三浦春馬最後の主演映画で、薩摩藩士から明治新政府の要人となり、民間に転じて大阪経済を発展させた五代友厚の人生を描いた歴史群像劇。タイトルの天外者(てんがらもん)とは、鹿児島弁で「すさまじい才能の持ち主」を指す言葉だそうだ。
NHK連続テレビ小説「あさが来た」(15)でディーン・フジオカが演じた五代も、かなりの創作が入っていたが、この映画も、五代と坂本龍馬(三浦翔平)、岩崎弥太郎(西川貴教)、伊藤利助(後の博文・森永悠希)が盟友だったとしたことはまだしも、五代が薩英戦争を終わらせたというのは、いかに言ってもやり過ぎではないかと感じたのだが、これは五代を引き立てるための映画で、実話を基にしたオリジナルストーリーなのだから仕方がないのか。

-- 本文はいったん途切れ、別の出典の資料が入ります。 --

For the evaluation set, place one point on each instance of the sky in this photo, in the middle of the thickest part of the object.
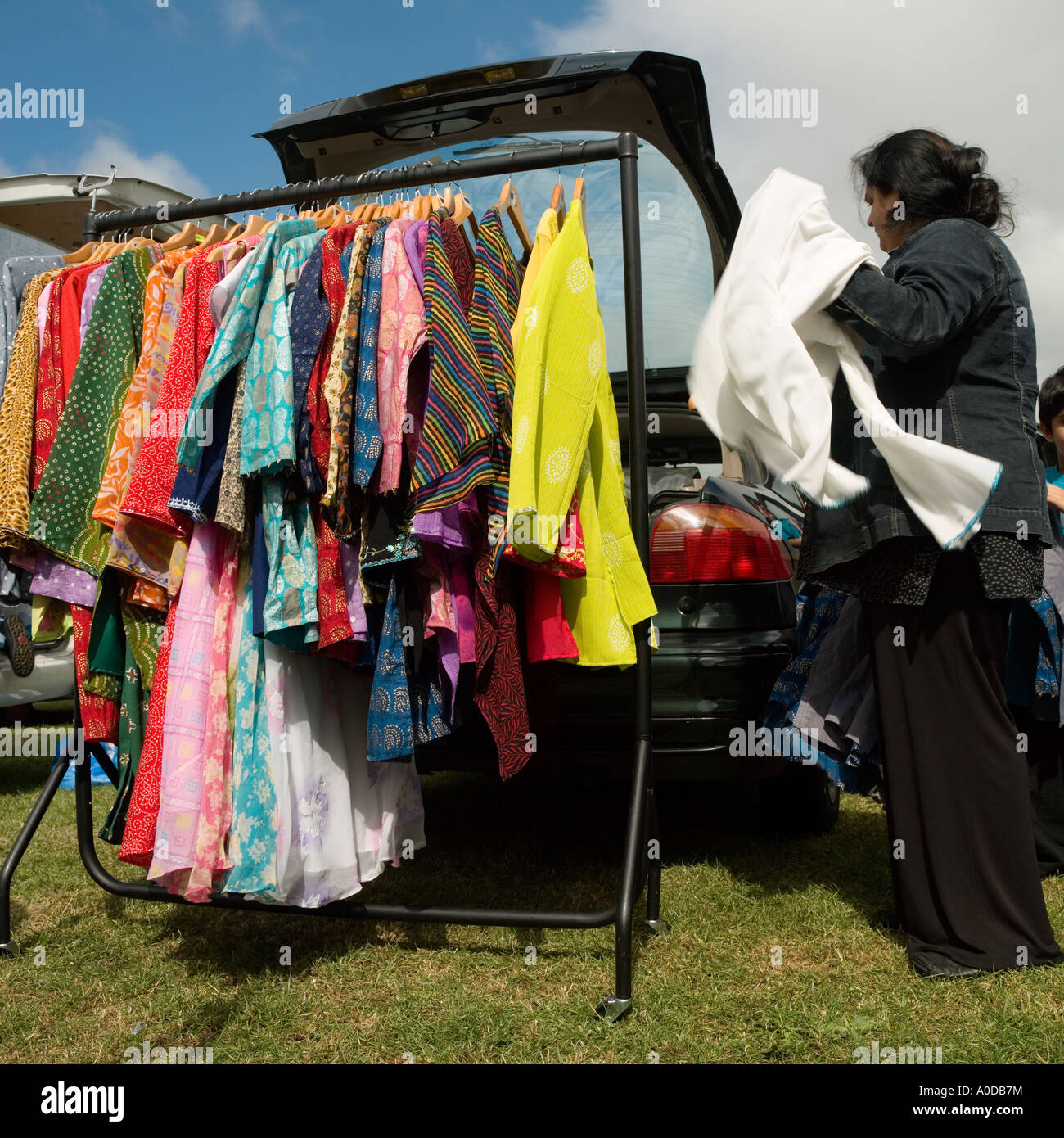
(174, 89)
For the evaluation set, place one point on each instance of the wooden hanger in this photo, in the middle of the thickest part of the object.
(557, 203)
(221, 251)
(81, 256)
(463, 210)
(183, 240)
(214, 235)
(255, 224)
(510, 204)
(579, 193)
(104, 251)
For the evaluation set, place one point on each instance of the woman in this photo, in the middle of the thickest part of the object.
(952, 346)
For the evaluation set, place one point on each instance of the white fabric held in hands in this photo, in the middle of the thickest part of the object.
(766, 359)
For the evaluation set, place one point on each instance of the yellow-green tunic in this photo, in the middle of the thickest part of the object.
(566, 438)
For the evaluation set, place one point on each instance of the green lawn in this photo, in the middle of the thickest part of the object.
(116, 972)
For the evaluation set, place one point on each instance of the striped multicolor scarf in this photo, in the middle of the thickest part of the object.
(455, 449)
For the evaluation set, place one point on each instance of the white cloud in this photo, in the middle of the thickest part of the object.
(877, 67)
(242, 15)
(160, 168)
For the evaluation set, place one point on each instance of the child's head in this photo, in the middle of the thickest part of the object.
(1051, 411)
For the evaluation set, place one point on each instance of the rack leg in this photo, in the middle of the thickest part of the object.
(615, 1007)
(653, 875)
(25, 835)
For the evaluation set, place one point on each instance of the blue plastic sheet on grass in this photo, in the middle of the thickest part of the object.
(96, 770)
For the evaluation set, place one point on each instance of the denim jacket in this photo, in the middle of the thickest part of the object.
(950, 341)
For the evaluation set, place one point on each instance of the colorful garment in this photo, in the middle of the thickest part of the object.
(402, 333)
(163, 291)
(99, 716)
(61, 516)
(88, 302)
(189, 698)
(338, 391)
(454, 452)
(254, 830)
(231, 509)
(138, 840)
(547, 630)
(15, 274)
(237, 333)
(148, 493)
(566, 438)
(210, 860)
(312, 416)
(291, 610)
(366, 440)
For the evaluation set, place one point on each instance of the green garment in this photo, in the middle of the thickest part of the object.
(142, 630)
(132, 717)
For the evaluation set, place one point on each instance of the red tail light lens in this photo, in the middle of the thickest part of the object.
(697, 543)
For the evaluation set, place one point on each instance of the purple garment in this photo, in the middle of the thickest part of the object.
(452, 530)
(464, 613)
(92, 288)
(63, 581)
(26, 561)
(353, 589)
(414, 242)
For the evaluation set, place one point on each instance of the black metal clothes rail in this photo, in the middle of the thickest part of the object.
(640, 861)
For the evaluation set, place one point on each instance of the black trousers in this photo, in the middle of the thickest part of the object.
(962, 846)
(1046, 785)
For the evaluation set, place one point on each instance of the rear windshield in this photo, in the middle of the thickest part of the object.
(677, 262)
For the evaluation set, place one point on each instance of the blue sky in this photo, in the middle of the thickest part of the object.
(181, 89)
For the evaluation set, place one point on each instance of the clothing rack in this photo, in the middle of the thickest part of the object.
(640, 864)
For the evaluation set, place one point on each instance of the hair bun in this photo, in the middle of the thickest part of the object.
(971, 160)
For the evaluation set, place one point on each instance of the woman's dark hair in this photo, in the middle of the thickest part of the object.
(1051, 399)
(935, 178)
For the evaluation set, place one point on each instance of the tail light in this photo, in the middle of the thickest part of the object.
(699, 542)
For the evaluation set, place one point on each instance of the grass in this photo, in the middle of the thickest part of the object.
(116, 972)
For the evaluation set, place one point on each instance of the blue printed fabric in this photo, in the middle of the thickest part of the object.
(253, 833)
(390, 727)
(197, 494)
(309, 320)
(237, 333)
(268, 437)
(817, 612)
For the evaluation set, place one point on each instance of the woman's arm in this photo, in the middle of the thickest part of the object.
(946, 276)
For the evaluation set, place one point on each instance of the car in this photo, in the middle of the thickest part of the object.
(720, 563)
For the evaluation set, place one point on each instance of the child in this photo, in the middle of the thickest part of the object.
(1045, 735)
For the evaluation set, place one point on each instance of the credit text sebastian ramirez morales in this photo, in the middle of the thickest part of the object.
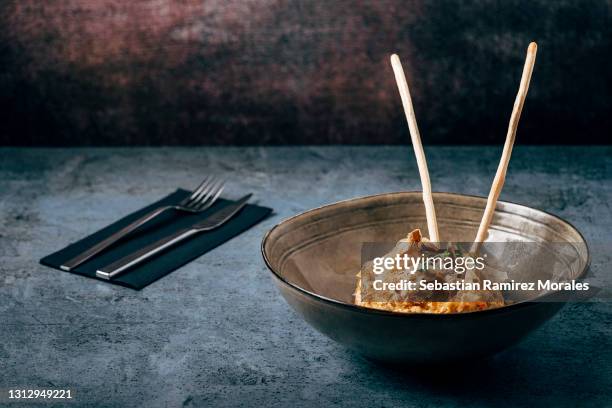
(548, 285)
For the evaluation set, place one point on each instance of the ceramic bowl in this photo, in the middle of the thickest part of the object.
(314, 257)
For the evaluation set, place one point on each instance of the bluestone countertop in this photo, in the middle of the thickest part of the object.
(217, 333)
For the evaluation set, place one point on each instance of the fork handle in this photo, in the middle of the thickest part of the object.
(102, 245)
(107, 272)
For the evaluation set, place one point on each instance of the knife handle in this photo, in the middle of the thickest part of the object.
(109, 271)
(102, 245)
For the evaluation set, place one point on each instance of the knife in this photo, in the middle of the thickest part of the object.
(214, 221)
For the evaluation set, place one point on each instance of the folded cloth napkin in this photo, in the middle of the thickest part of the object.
(170, 221)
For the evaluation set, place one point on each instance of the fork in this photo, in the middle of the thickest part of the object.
(200, 200)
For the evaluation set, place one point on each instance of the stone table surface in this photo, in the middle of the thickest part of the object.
(217, 333)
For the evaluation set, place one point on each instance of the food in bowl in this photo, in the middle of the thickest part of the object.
(446, 301)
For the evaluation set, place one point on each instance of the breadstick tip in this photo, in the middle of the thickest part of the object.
(533, 47)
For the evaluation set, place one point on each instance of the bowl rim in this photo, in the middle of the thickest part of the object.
(368, 310)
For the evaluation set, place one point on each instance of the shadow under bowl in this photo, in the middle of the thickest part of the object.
(314, 257)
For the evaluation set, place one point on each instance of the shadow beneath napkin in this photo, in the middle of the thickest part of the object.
(142, 275)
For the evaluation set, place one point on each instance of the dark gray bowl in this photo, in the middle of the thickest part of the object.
(315, 255)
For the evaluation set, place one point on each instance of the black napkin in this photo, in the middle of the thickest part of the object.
(170, 221)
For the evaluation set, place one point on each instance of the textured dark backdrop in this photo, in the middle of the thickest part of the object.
(107, 72)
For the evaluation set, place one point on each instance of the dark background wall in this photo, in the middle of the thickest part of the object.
(147, 72)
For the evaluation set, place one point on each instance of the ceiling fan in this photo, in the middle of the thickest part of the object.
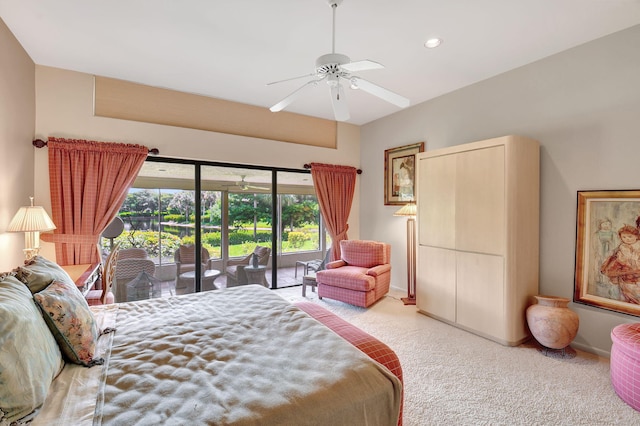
(336, 68)
(244, 185)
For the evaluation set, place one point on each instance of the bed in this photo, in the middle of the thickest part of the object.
(239, 356)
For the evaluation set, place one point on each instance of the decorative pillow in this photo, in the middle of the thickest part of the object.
(29, 356)
(39, 272)
(69, 318)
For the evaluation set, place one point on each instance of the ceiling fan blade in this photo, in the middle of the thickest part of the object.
(292, 78)
(363, 65)
(340, 108)
(292, 97)
(381, 92)
(260, 188)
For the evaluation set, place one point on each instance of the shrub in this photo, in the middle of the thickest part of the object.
(297, 239)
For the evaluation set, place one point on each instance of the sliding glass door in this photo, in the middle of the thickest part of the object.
(198, 221)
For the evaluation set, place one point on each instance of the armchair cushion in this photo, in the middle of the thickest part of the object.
(363, 253)
(379, 270)
(350, 277)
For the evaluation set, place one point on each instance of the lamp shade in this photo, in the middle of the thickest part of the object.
(30, 219)
(407, 210)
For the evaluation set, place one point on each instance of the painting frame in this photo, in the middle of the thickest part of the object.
(399, 174)
(608, 250)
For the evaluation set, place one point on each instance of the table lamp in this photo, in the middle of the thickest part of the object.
(31, 220)
(409, 210)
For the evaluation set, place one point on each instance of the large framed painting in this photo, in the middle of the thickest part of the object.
(399, 174)
(607, 271)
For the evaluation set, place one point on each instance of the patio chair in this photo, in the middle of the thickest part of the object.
(236, 274)
(128, 270)
(185, 258)
(105, 295)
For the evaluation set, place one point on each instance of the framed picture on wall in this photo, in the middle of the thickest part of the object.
(607, 271)
(399, 174)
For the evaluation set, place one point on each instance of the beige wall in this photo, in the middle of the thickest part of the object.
(583, 105)
(64, 108)
(17, 116)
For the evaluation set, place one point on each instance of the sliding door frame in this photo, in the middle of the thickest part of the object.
(275, 218)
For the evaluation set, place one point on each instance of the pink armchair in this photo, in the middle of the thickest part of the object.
(361, 277)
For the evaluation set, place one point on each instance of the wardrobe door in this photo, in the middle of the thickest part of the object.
(437, 201)
(480, 201)
(481, 294)
(436, 285)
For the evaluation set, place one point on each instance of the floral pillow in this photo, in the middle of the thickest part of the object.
(39, 272)
(69, 318)
(29, 356)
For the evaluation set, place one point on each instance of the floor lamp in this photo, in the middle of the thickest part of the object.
(409, 210)
(31, 220)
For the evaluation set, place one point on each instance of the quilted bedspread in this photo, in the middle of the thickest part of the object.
(240, 356)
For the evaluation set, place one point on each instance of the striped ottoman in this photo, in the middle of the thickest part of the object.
(625, 363)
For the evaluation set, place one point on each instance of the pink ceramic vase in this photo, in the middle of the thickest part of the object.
(551, 322)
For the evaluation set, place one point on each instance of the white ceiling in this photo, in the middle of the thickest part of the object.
(231, 49)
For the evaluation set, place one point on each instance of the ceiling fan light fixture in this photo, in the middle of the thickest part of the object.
(432, 43)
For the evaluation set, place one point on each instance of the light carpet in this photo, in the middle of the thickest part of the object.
(453, 377)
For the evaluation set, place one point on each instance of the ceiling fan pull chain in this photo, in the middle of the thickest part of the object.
(334, 6)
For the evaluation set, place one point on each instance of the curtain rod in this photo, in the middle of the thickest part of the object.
(308, 166)
(39, 143)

とは言え、五代を演じる三浦春馬の熱演や存在感の大きさ、身のこなしの良さなどを見ていると、本当に惜しい俳優を亡くしたという思いが強まった。奇しくも、来年の大河ドラマで吉沢亮が演じる主人公の渋沢栄一は、東の渋沢、西の五代と言われた経済界の大物。もし、三浦春馬が健在だったなら、将来的には大河の主役もできたかもしれない、と思うと残念でならない。その意味でも、この映画は三浦春馬を見るための映画に転化した。